Levi Barak was in his late thirties, with black hair and a tanned complexion, his otherwise regular features dominated by a large nose that would forever stop him being described as handsome. He was wearing a light tan suit, but had hung the jacket over the back of his chair to reveal the shoulder holster under his left arm-pit, from which the black butt of a semiautomatic pistol protruded.
“As you know, we have standing instructions to inform Professor Nahman when any such reports are received, and I called him yesterday afternoon as soon as I saw this article,” Barak said. “What you see is all the information we have at present. We’ve instructed our asset to monitor the British press for any further information about this story. He’s also been ordered to drive over to Canterbury—that’s the city in Kent where these people lived—and obtain copies of all newspapers printed there. He will forward to us any other reports and articles he can find.”
Barak paused and glanced at the two other men.
“The problem we have is that there’s very little hard data here. All we really know is that two elderly English people died a couple of days ago in a road accident in Morocco, and that at some point prior to this they came into possession of an old clay tablet. What we have to do today is decide what action, if any, we should take.”
“Agreed,” Nahman said. “The first step, obviously, is to decide if this clay tablet is a part of the set, but that’s not going to be easy. The picture printed in the paper is so blurred as to be almost useless, and the report gives no indication as to where the relic is now. To help us make a decision, I’ve supplied photographs of the tablet we already possess, so we can at least compare the appearance of the two of them.”

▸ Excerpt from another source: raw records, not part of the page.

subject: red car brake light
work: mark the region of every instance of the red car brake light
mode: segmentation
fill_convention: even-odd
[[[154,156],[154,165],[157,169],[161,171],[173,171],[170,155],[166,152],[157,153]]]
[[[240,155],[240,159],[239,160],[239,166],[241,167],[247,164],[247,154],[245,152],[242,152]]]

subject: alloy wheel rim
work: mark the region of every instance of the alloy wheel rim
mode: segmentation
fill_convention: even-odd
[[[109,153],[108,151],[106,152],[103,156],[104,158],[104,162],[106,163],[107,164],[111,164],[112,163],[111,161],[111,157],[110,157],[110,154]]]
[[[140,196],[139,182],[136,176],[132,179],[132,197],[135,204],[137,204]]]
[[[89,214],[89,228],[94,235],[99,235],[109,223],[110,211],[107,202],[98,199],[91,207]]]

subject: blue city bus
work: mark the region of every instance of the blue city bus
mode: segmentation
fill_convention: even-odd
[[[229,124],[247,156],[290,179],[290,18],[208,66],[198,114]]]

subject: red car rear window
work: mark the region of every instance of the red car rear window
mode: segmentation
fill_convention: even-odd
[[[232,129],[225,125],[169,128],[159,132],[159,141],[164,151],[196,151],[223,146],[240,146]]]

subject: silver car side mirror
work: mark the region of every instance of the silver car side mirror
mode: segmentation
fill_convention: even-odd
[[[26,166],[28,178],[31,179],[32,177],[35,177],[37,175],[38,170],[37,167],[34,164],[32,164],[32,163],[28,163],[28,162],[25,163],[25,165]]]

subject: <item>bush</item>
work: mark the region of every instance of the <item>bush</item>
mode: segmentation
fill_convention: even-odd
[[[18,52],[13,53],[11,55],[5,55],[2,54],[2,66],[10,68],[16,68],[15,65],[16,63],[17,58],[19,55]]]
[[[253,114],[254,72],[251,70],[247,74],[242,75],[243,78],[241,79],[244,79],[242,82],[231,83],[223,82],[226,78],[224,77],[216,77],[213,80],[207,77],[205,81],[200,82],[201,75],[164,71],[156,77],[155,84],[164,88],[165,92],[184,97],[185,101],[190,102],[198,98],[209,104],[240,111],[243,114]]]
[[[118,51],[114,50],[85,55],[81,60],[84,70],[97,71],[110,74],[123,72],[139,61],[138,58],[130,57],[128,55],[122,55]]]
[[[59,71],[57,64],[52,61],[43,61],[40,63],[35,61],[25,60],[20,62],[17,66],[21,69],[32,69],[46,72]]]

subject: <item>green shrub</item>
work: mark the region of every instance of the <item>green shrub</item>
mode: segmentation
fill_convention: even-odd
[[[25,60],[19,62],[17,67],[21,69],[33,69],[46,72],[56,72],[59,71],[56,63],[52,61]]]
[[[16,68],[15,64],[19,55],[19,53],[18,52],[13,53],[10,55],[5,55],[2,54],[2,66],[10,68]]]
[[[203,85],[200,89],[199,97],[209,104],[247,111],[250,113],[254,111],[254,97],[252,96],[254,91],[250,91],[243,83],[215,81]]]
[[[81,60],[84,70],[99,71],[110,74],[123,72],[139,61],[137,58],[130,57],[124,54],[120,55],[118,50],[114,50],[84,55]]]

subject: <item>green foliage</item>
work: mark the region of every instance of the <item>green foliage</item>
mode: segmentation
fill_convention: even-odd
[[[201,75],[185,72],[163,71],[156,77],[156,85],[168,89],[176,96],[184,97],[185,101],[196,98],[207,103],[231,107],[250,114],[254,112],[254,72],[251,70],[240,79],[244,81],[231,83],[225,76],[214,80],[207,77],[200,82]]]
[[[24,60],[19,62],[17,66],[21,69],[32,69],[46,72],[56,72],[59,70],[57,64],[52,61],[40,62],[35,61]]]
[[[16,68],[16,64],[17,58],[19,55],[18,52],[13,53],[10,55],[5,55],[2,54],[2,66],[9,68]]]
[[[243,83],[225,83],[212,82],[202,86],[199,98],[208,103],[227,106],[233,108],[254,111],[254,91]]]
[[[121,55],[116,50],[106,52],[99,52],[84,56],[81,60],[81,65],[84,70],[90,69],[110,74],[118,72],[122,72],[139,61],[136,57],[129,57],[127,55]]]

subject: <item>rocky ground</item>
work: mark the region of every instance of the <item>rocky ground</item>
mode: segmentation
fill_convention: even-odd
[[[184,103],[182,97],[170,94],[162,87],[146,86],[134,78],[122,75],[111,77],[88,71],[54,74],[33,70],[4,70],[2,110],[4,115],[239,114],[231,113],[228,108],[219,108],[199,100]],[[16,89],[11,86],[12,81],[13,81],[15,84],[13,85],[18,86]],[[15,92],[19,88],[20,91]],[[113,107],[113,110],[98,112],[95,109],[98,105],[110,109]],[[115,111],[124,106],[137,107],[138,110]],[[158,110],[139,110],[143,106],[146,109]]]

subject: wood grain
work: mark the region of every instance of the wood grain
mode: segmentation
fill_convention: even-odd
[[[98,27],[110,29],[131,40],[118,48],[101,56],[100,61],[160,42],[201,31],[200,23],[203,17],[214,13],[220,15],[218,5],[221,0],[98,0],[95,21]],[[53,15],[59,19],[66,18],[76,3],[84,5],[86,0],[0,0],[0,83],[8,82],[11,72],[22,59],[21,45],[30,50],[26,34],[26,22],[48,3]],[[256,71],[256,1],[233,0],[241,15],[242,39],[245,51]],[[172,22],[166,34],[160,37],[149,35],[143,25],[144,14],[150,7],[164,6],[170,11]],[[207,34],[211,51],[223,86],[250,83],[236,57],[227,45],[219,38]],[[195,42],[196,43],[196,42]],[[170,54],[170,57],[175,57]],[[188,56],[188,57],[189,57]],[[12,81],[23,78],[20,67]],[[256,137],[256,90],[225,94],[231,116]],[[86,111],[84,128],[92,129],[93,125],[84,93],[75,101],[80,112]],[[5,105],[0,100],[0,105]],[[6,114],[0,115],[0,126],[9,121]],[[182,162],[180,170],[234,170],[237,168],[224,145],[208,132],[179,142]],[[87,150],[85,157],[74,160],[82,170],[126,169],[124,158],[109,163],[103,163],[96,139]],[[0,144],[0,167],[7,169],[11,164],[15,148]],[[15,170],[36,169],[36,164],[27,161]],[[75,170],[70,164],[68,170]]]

He paused and looked across the table at the young man sitting opposite him. “So, Yosef, what’s your opinion?”
Yosef Ben Halevi stared down at the photocopied picture of the newspaper article for a few seconds before he replied. “There’s not much to go on here. Without a ruler or something else in this picture to provide scale, we can’t do more than estimate its size. It could be anything from about five to twenty or thirty centimeters long. That’s the first problem. If we’re to determine if this
is
one of the set, the size is critical. Is there any way of finding out the dimensions of this relic?”
“Not that I can think of, no,” Nahman said. “The newspaper report describes the object as a ‘small clay tablet, ’ so the chances are that we’re looking at something no more than, say, ten or perhaps fifteen centimeters in length. Any bigger than that and I doubt if the word ‘small’ would have been used. And that, of course,
is
about the right size.”
Ben Halevi nodded. “The second point of comparison must obviously be the inscriptions. Looking at the pictures of the two relics, it appears to me that both are superficially similar, and both have the diagonal mark in one corner that I’d expect. The lines of characters are different lengths, and that’s not a normal characteristic of Aramaic script, but the newspaper photograph is too poor to allow me to do more than try to translate a couple of words.”